Baird Nathan J, Inglese James, Ferré-D'Amaré Adrian R
National Heart, Lung and Blood Institute, NIH, 50 South Dr, Bethesda, Maryland 20892, USA.
National Center for Advancing Translational Sciences, NIH, 9800 Medical Center Dr, Rockville, Maryland, 20850, USA.
Nat Commun. 2015 Dec 7;6:8898. doi: 10.1038/ncomms9898.
The structure and biological properties of RNAs are a function of changing cellular conditions, but comprehensive, simultaneous investigation of the effect of multiple interacting environmental variables is not easily achieved. We have developed an efficient, high-throughput method to characterize RNA structure and thermodynamic stability as a function of multiplexed solution conditions using Förster resonance energy transfer (FRET). In a single FRET experiment using conventional quantitative PCR instrumentation, 19,400 conditions of MgCl2, ligand and temperature are analysed to generate detailed empirical conformational and stability landscapes of the cyclic diguanylate (c-di-GMP) riboswitch. The method allows rapid comparison of RNA structure modulation by cognate and non-cognate ligands. Landscape analysis reveals that kanamycin B stabilizes a non-native, idiosyncratic conformation of the riboswitch that inhibits c-di-GMP binding. This demonstrates that allosteric control of folding, rather than direct competition with cognate effectors, is a viable approach for pharmacologically targeting riboswitches and other structured RNA molecules.

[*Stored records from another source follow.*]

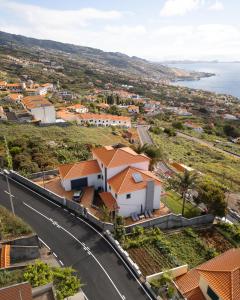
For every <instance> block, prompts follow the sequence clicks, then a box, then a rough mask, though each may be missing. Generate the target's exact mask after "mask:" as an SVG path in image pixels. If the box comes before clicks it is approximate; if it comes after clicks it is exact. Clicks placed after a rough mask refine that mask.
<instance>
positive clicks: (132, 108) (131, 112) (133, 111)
mask: <svg viewBox="0 0 240 300" xmlns="http://www.w3.org/2000/svg"><path fill="white" fill-rule="evenodd" d="M128 112H129V113H130V114H139V107H138V106H136V105H129V106H128Z"/></svg>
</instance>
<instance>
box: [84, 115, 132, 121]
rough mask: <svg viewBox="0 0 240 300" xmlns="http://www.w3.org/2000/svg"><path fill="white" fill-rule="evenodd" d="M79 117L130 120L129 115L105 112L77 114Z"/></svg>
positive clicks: (105, 119)
mask: <svg viewBox="0 0 240 300" xmlns="http://www.w3.org/2000/svg"><path fill="white" fill-rule="evenodd" d="M79 119H82V120H114V121H126V122H131V118H129V117H123V116H115V115H107V114H92V113H85V114H81V115H80V116H79Z"/></svg>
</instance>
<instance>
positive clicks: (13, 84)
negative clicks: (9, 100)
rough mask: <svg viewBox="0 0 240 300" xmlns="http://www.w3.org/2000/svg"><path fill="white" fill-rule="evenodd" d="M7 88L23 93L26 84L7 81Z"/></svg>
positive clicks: (9, 90) (11, 90)
mask: <svg viewBox="0 0 240 300" xmlns="http://www.w3.org/2000/svg"><path fill="white" fill-rule="evenodd" d="M6 88H7V90H8V91H10V92H11V93H22V92H23V91H24V90H25V88H26V85H25V83H7V86H6Z"/></svg>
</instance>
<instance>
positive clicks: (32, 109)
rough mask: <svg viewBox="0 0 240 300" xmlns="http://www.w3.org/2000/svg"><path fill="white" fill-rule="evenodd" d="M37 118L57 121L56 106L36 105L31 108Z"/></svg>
mask: <svg viewBox="0 0 240 300" xmlns="http://www.w3.org/2000/svg"><path fill="white" fill-rule="evenodd" d="M30 112H31V114H32V115H33V116H34V117H35V119H36V120H41V122H42V123H55V122H56V111H55V107H54V106H52V105H51V106H43V107H36V108H33V109H31V110H30Z"/></svg>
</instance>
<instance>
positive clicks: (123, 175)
mask: <svg viewBox="0 0 240 300" xmlns="http://www.w3.org/2000/svg"><path fill="white" fill-rule="evenodd" d="M92 155H93V160H91V161H85V162H80V163H77V164H71V165H62V166H60V167H59V174H60V178H61V183H62V186H63V188H64V189H65V190H66V191H69V190H77V189H80V188H82V187H85V186H94V188H95V189H96V190H101V191H103V192H101V193H100V194H99V195H100V198H101V199H102V201H103V202H104V204H105V205H106V206H107V207H108V208H109V209H110V210H111V211H117V212H118V214H119V215H121V216H124V217H129V216H130V215H131V214H132V213H138V214H141V213H143V212H144V211H145V210H150V211H153V210H154V209H159V208H160V197H161V190H162V183H161V181H160V179H159V178H158V177H156V176H155V175H154V174H153V173H152V172H150V171H148V169H149V163H150V159H149V158H148V157H147V156H145V155H143V154H137V153H136V152H134V151H133V150H132V149H131V148H128V147H122V148H114V147H112V146H105V147H100V148H95V149H93V150H92Z"/></svg>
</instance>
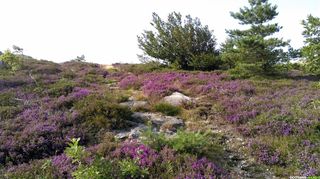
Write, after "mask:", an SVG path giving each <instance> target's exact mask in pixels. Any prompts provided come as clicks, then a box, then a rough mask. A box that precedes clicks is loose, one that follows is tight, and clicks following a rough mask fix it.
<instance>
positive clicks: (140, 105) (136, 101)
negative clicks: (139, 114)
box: [120, 100, 148, 108]
mask: <svg viewBox="0 0 320 179" xmlns="http://www.w3.org/2000/svg"><path fill="white" fill-rule="evenodd" d="M120 105H122V106H128V107H129V108H144V107H147V106H148V102H147V101H131V100H130V101H126V102H123V103H120Z"/></svg>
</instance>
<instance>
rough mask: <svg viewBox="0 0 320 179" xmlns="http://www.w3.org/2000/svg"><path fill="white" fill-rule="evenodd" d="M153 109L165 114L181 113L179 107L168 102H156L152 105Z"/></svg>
mask: <svg viewBox="0 0 320 179" xmlns="http://www.w3.org/2000/svg"><path fill="white" fill-rule="evenodd" d="M154 109H155V110H156V111H157V112H161V113H162V114H165V115H167V116H176V115H179V114H180V113H181V107H178V106H173V105H171V104H169V103H163V102H160V103H157V104H155V105H154Z"/></svg>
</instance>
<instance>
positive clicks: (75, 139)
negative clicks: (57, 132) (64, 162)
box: [64, 138, 88, 164]
mask: <svg viewBox="0 0 320 179" xmlns="http://www.w3.org/2000/svg"><path fill="white" fill-rule="evenodd" d="M79 141H80V138H73V139H71V140H70V142H69V143H68V145H69V146H68V147H67V148H66V149H65V151H64V153H65V154H66V155H67V156H68V157H70V158H72V160H73V162H74V163H80V164H81V160H82V159H83V158H84V157H86V156H87V155H88V154H87V153H86V151H85V150H84V147H83V146H80V145H79Z"/></svg>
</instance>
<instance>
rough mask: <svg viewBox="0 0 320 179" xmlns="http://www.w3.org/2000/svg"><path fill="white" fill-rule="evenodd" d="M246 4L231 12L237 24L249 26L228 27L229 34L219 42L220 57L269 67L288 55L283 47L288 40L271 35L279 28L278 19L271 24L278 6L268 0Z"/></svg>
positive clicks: (288, 42)
mask: <svg viewBox="0 0 320 179" xmlns="http://www.w3.org/2000/svg"><path fill="white" fill-rule="evenodd" d="M249 5H250V6H249V7H244V8H240V11H239V12H231V16H232V17H233V18H235V19H237V20H239V21H240V22H239V24H241V25H247V26H250V28H248V29H246V30H239V29H235V30H227V33H228V35H229V38H228V39H227V41H226V42H225V44H223V45H222V52H223V54H222V58H223V59H224V60H227V61H234V62H236V63H251V64H256V65H259V66H260V67H262V68H263V69H264V70H265V71H267V70H269V69H270V68H271V67H272V66H273V65H274V64H276V63H278V62H280V61H284V60H287V59H288V56H287V54H286V53H285V52H284V51H283V49H282V47H285V46H287V45H288V44H289V42H288V41H283V40H282V39H279V38H275V37H271V36H272V35H273V34H275V33H276V32H279V31H280V29H281V28H282V27H281V26H279V25H278V24H277V23H274V24H270V23H268V22H269V21H271V20H273V19H274V18H275V17H276V16H277V15H278V12H277V11H276V10H277V6H276V5H275V6H273V5H271V4H270V3H269V2H268V0H249Z"/></svg>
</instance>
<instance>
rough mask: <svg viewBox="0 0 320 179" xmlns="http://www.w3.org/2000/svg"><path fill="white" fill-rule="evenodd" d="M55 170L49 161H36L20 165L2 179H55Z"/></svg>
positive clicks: (6, 173)
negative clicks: (28, 164) (7, 178)
mask: <svg viewBox="0 0 320 179" xmlns="http://www.w3.org/2000/svg"><path fill="white" fill-rule="evenodd" d="M54 173H55V169H54V167H53V166H52V163H51V161H50V160H36V161H32V162H31V163H30V164H29V165H21V166H19V167H17V168H16V169H15V170H14V171H10V172H8V173H6V174H5V177H4V178H10V179H22V178H23V179H34V178H37V179H38V178H39V179H40V178H41V179H55V178H56V177H55V176H54ZM0 177H1V175H0Z"/></svg>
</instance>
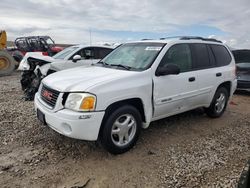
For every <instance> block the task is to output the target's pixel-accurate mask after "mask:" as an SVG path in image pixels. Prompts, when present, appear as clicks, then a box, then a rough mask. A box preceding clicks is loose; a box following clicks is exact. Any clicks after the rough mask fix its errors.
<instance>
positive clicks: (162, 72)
mask: <svg viewBox="0 0 250 188" xmlns="http://www.w3.org/2000/svg"><path fill="white" fill-rule="evenodd" d="M179 73H180V68H179V67H178V66H177V65H175V64H167V65H166V66H161V67H158V69H157V71H156V76H165V75H170V74H179Z"/></svg>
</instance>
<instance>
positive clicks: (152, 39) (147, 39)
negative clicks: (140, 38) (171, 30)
mask: <svg viewBox="0 0 250 188" xmlns="http://www.w3.org/2000/svg"><path fill="white" fill-rule="evenodd" d="M141 40H153V39H141Z"/></svg>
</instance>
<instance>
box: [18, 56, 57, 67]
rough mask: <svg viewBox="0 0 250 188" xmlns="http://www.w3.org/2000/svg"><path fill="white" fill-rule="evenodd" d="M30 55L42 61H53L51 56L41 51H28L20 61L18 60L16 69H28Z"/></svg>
mask: <svg viewBox="0 0 250 188" xmlns="http://www.w3.org/2000/svg"><path fill="white" fill-rule="evenodd" d="M30 57H31V58H35V59H40V60H43V61H47V62H52V61H55V59H54V58H53V57H50V56H45V55H43V54H42V52H28V53H26V54H25V56H24V57H23V59H22V61H21V62H20V64H19V67H18V70H29V68H30V65H29V63H28V58H30Z"/></svg>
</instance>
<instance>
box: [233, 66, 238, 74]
mask: <svg viewBox="0 0 250 188" xmlns="http://www.w3.org/2000/svg"><path fill="white" fill-rule="evenodd" d="M233 75H234V76H235V77H236V76H237V67H236V65H235V66H234V69H233Z"/></svg>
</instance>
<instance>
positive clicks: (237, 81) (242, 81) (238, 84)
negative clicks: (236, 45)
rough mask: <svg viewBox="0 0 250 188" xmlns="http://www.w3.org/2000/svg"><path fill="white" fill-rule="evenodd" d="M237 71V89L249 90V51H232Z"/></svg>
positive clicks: (245, 50) (249, 60) (243, 50)
mask: <svg viewBox="0 0 250 188" xmlns="http://www.w3.org/2000/svg"><path fill="white" fill-rule="evenodd" d="M232 52H233V55H234V58H235V62H236V68H237V69H236V70H237V89H238V90H250V50H246V49H243V50H233V51H232Z"/></svg>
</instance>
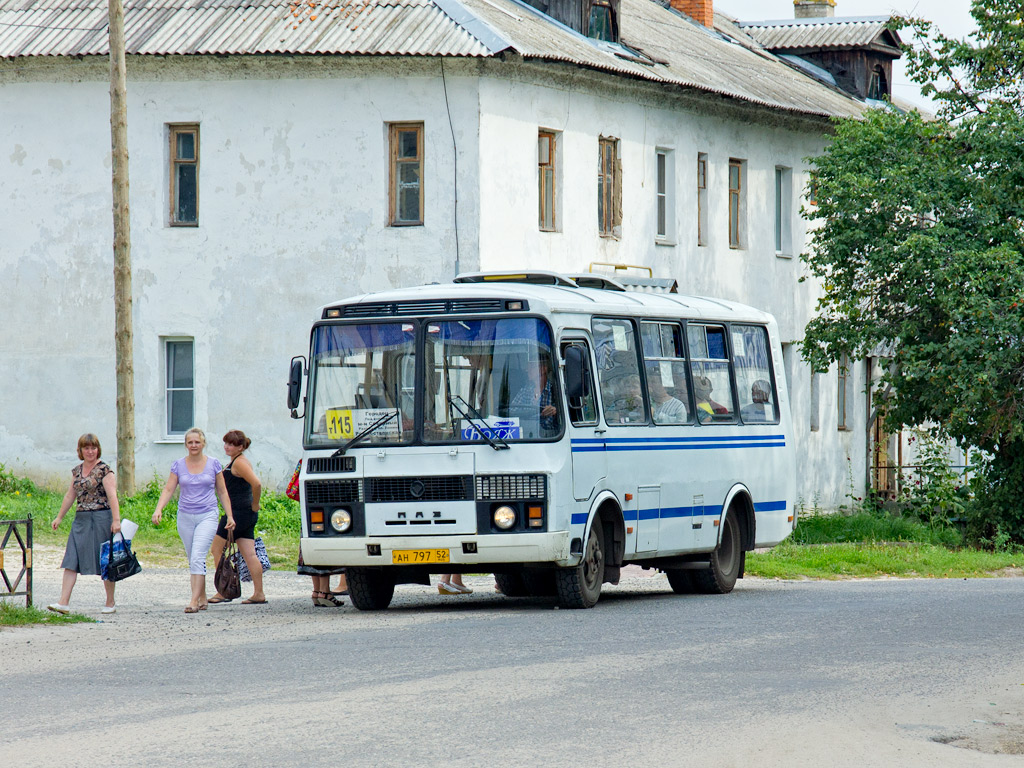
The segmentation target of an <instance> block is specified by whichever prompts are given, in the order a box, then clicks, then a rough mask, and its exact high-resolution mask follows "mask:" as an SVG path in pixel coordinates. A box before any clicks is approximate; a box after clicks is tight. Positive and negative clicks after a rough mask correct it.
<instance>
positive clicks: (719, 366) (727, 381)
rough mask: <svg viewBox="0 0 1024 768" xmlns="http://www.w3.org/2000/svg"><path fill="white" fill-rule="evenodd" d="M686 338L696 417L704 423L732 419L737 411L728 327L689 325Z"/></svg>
mask: <svg viewBox="0 0 1024 768" xmlns="http://www.w3.org/2000/svg"><path fill="white" fill-rule="evenodd" d="M686 338H687V341H688V342H689V350H690V373H691V375H692V377H693V399H694V401H695V403H696V415H697V421H699V422H700V423H701V424H707V423H710V422H731V421H733V420H734V417H735V413H736V411H735V408H734V407H733V402H732V380H731V377H730V374H729V354H728V349H727V347H726V342H725V329H724V328H722V327H721V326H698V325H687V327H686Z"/></svg>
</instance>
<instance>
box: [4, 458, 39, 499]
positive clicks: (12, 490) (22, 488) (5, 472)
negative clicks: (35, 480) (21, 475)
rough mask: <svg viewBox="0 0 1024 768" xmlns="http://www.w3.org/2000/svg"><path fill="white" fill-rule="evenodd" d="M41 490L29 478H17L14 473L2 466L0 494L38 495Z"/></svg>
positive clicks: (33, 482)
mask: <svg viewBox="0 0 1024 768" xmlns="http://www.w3.org/2000/svg"><path fill="white" fill-rule="evenodd" d="M38 493H39V488H37V487H36V484H35V483H34V482H33V481H32V480H30V479H29V478H28V477H15V476H14V473H13V472H11V471H10V470H8V469H7V467H6V465H4V464H0V494H18V495H20V494H38Z"/></svg>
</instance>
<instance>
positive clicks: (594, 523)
mask: <svg viewBox="0 0 1024 768" xmlns="http://www.w3.org/2000/svg"><path fill="white" fill-rule="evenodd" d="M603 582H604V528H603V526H602V524H601V521H600V520H599V519H598V520H594V524H593V525H591V527H590V536H588V537H587V546H586V547H585V548H584V552H583V560H581V561H580V564H579V565H575V566H573V567H571V568H558V569H557V570H556V571H555V586H556V587H557V589H558V603H559V605H561V606H562V607H563V608H590V607H593V606H594V604H595V603H596V602H597V598H599V597H600V596H601V584H602V583H603Z"/></svg>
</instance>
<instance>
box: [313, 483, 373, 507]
mask: <svg viewBox="0 0 1024 768" xmlns="http://www.w3.org/2000/svg"><path fill="white" fill-rule="evenodd" d="M305 499H306V504H345V503H347V502H361V501H362V483H361V482H360V481H359V480H306V495H305Z"/></svg>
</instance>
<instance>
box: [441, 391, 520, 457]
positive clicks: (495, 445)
mask: <svg viewBox="0 0 1024 768" xmlns="http://www.w3.org/2000/svg"><path fill="white" fill-rule="evenodd" d="M456 397H458V398H459V400H461V401H462V404H463V406H465V407H466V408H467V409H469V411H471V412H472V414H473V416H472V417H471V416H470V415H469V414H467V413H466V412H465V411H463V410H462V408H461V407H460V406H459V403H457V402H456V401H455V400H456ZM449 404H450V406H452V407H453V408H454V409H455V410H456V411H458V412H459V413H460V414H461V415H462V418H463V419H465V420H466V421H468V422H469V426H471V427H472V428H473V429H475V430H476V433H477V434H478V435H480V437H482V438H483V439H484V440H486V441H487V444H488V445H490V447H493V449H494V450H495V451H504V450H506V449H508V446H509V444H508V443H507V442H505V440H503V439H502V438H501V437H499V438H498V442H496V441H495V440H494V439H493V438H492V437H490V435H488V434H487V433H486V432H485V431H484V430H485V429H486V427H487V422H486V421H485V420H484V419H483V417H482V416H481V415H480V412H479V411H477V410H476V409H475V408H473V407H472V406H470V404H469V403H468V402H466V400H464V399H463V398H462V395H459V394H457V395H456V396H455V397H449ZM474 418H475V419H476V421H479V422H480V423H481V424H483V429H480V428H479V427H478V426H476V422H475V421H473V419H474Z"/></svg>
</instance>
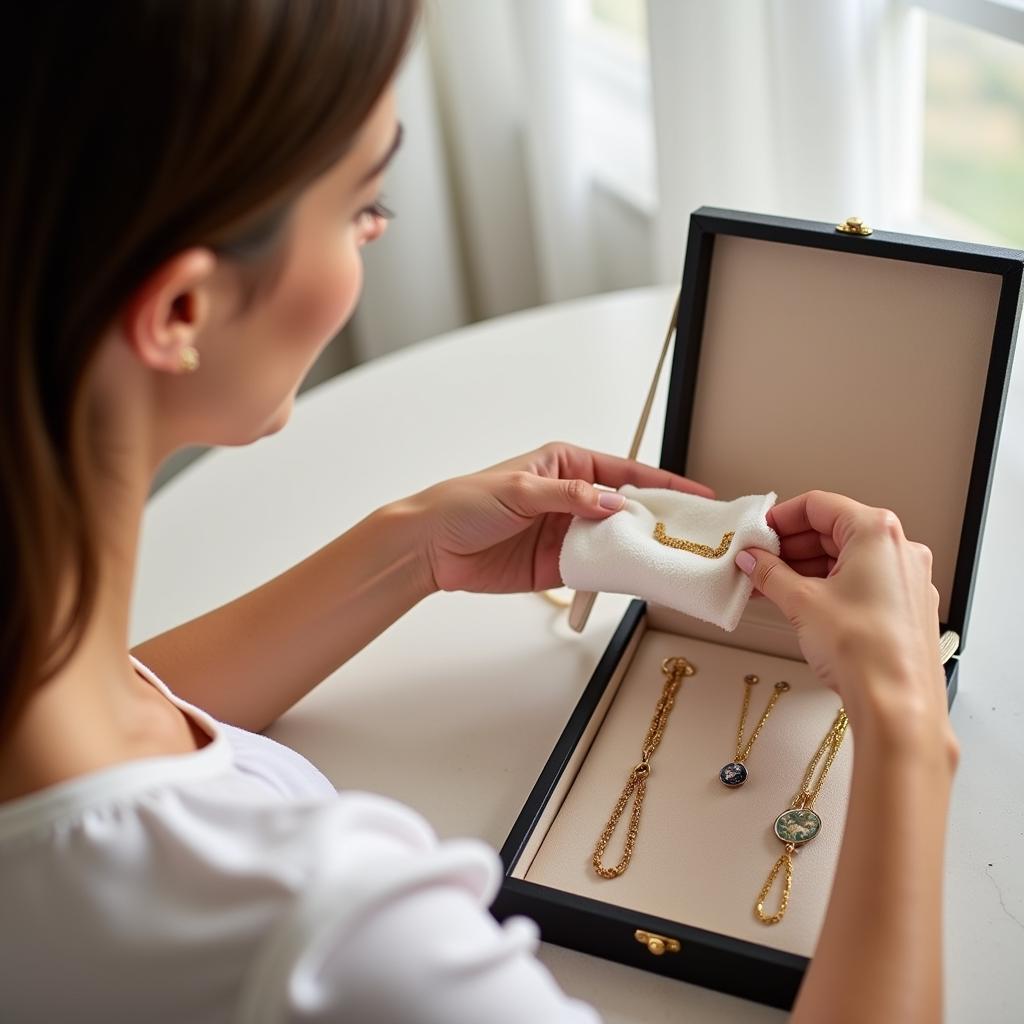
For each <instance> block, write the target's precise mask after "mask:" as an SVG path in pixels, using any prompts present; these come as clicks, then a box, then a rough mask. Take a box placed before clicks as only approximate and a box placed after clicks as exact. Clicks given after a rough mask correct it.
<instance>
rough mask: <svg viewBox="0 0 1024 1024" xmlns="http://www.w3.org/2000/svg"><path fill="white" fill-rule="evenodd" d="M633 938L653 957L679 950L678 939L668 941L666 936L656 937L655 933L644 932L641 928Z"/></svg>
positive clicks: (635, 931) (638, 930)
mask: <svg viewBox="0 0 1024 1024" xmlns="http://www.w3.org/2000/svg"><path fill="white" fill-rule="evenodd" d="M633 938H635V939H636V940H637V942H642V943H643V944H644V945H645V946H646V947H647V952H649V953H651V954H653V955H654V956H660V955H662V954H663V953H678V952H679V949H680V945H679V939H670V938H669V937H668V936H667V935H658V934H657V933H656V932H645V931H644V930H643V929H642V928H638V929H637V930H636V931H635V932H634V933H633Z"/></svg>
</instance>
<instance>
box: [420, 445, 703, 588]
mask: <svg viewBox="0 0 1024 1024" xmlns="http://www.w3.org/2000/svg"><path fill="white" fill-rule="evenodd" d="M595 483H602V484H605V485H606V486H609V487H618V486H621V485H622V484H624V483H632V484H635V485H636V486H639V487H668V488H671V489H673V490H685V492H688V493H690V494H694V495H702V496H703V497H707V498H713V497H714V493H713V492H712V489H711V488H710V487H706V486H705V485H703V484H701V483H695V482H693V481H692V480H688V479H686V478H685V477H683V476H677V475H676V474H675V473H670V472H669V471H668V470H665V469H658V468H656V467H654V466H647V465H644V464H643V463H639V462H633V461H631V460H629V459H620V458H616V457H615V456H612V455H605V454H603V453H601V452H591V451H589V450H588V449H582V447H577V446H575V445H573V444H567V443H565V442H563V441H551V442H549V443H547V444H544V445H542V446H541V447H539V449H537V450H536V451H534V452H527V453H526V454H525V455H521V456H517V457H516V458H514V459H509V460H508V461H506V462H500V463H498V465H496V466H490V467H489V468H487V469H484V470H481V471H480V472H478V473H470V474H469V475H467V476H457V477H455V478H454V479H451V480H443V481H442V482H440V483H436V484H434V485H433V486H431V487H428V488H427V489H426V490H421V492H420V493H419V494H417V495H414V496H413V497H412V498H410V499H407V501H408V502H410V503H413V504H414V505H415V506H416V507H417V508H418V509H419V511H420V516H419V517H418V518H419V520H420V527H421V530H422V532H421V535H420V536H421V540H422V543H423V545H424V553H425V555H426V558H427V562H428V565H429V567H430V570H431V572H432V573H433V580H434V584H435V585H436V587H437V589H438V590H468V591H475V592H477V593H488V594H510V593H517V592H520V591H534V590H546V589H548V588H550V587H559V586H561V583H562V581H561V577H560V575H559V573H558V555H559V552H560V551H561V547H562V540H563V538H564V537H565V531H566V530H567V529H568V527H569V522H570V521H571V519H572V517H573V516H574V515H578V516H585V517H586V518H588V519H605V518H607V517H608V516H610V515H614V514H615V512H616V511H617V510H618V509H620V508H622V506H623V504H624V503H625V499H623V498H622V496H618V495H615V494H614V493H613V492H602V490H599V489H598V488H597V487H595V486H594V484H595ZM602 499H605V500H606V501H607V500H609V499H611V500H613V501H614V502H615V503H616V504H615V507H611V508H609V507H605V506H604V505H602V504H600V503H601V500H602Z"/></svg>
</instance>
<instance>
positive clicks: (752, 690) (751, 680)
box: [735, 674, 790, 764]
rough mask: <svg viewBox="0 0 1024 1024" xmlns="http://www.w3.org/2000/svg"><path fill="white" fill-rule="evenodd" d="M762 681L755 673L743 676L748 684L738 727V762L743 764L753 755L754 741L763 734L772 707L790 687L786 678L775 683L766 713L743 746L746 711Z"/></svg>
mask: <svg viewBox="0 0 1024 1024" xmlns="http://www.w3.org/2000/svg"><path fill="white" fill-rule="evenodd" d="M760 681H761V680H760V678H759V677H758V676H755V675H753V674H751V675H750V676H744V677H743V682H744V683H745V684H746V685H745V688H744V690H743V708H742V711H740V713H739V728H738V729H736V757H735V762H736V764H742V762H743V761H745V760H746V759H748V758H749V757H750V756H751V751H752V750H753V749H754V743H755V741H756V740H757V738H758V736H759V735H760V734H761V730H762V729H763V728H764V724H765V722H767V721H768V716H769V715H770V714H771V713H772V709H773V708H774V707H775V705H776V703H777V702H778V698H779V697H780V696H781V695H782V694H783V693H785V692H786V691H787V690H788V689H790V684H788V683H787V682H785V680H780V681H779V682H777V683H776V684H775V687H774V692H773V693H772V695H771V697H770V698H769V700H768V705H767V707H766V708H765V710H764V714H763V715H762V716H761V721H760V722H758V726H757V728H756V729H755V730H754V732H753V733H751V738H750V739H749V740H748V741H746V745H745V746H743V727H744V726H745V725H746V712H748V711H749V709H750V707H751V693H752V692H753V690H754V687H755V686H756V685H757V684H758V683H759V682H760Z"/></svg>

RNA的结构和生物学特性是细胞条件变化的函数,但要全面、同时研究多个相互作用的环境变量的影响并非易事。我们开发了一种高效、高通量的方法,利用Förster共振能量转移(FRET)来表征RNA结构和热力学稳定性与多重溶液条件的函数关系。在使用传统定量PCR仪器的单次FRET实验中,分析了19400种MgCl2、配体和温度条件,以生成环二鸟苷酸(c-di-GMP)核糖开关详细的经验性构象和稳定性图谱。该方法能够快速比较同源和非同源配体对RNA结构的调节作用。图谱分析表明,卡那霉素B稳定了核糖开关的一种非天然、特异的构象,这种构象会抑制c-di-GMP的结合。这表明,折叠的变构控制而非与同源效应物的直接竞争,是一种可行的药理靶向核糖开关和其他结构化RNA分子的方法。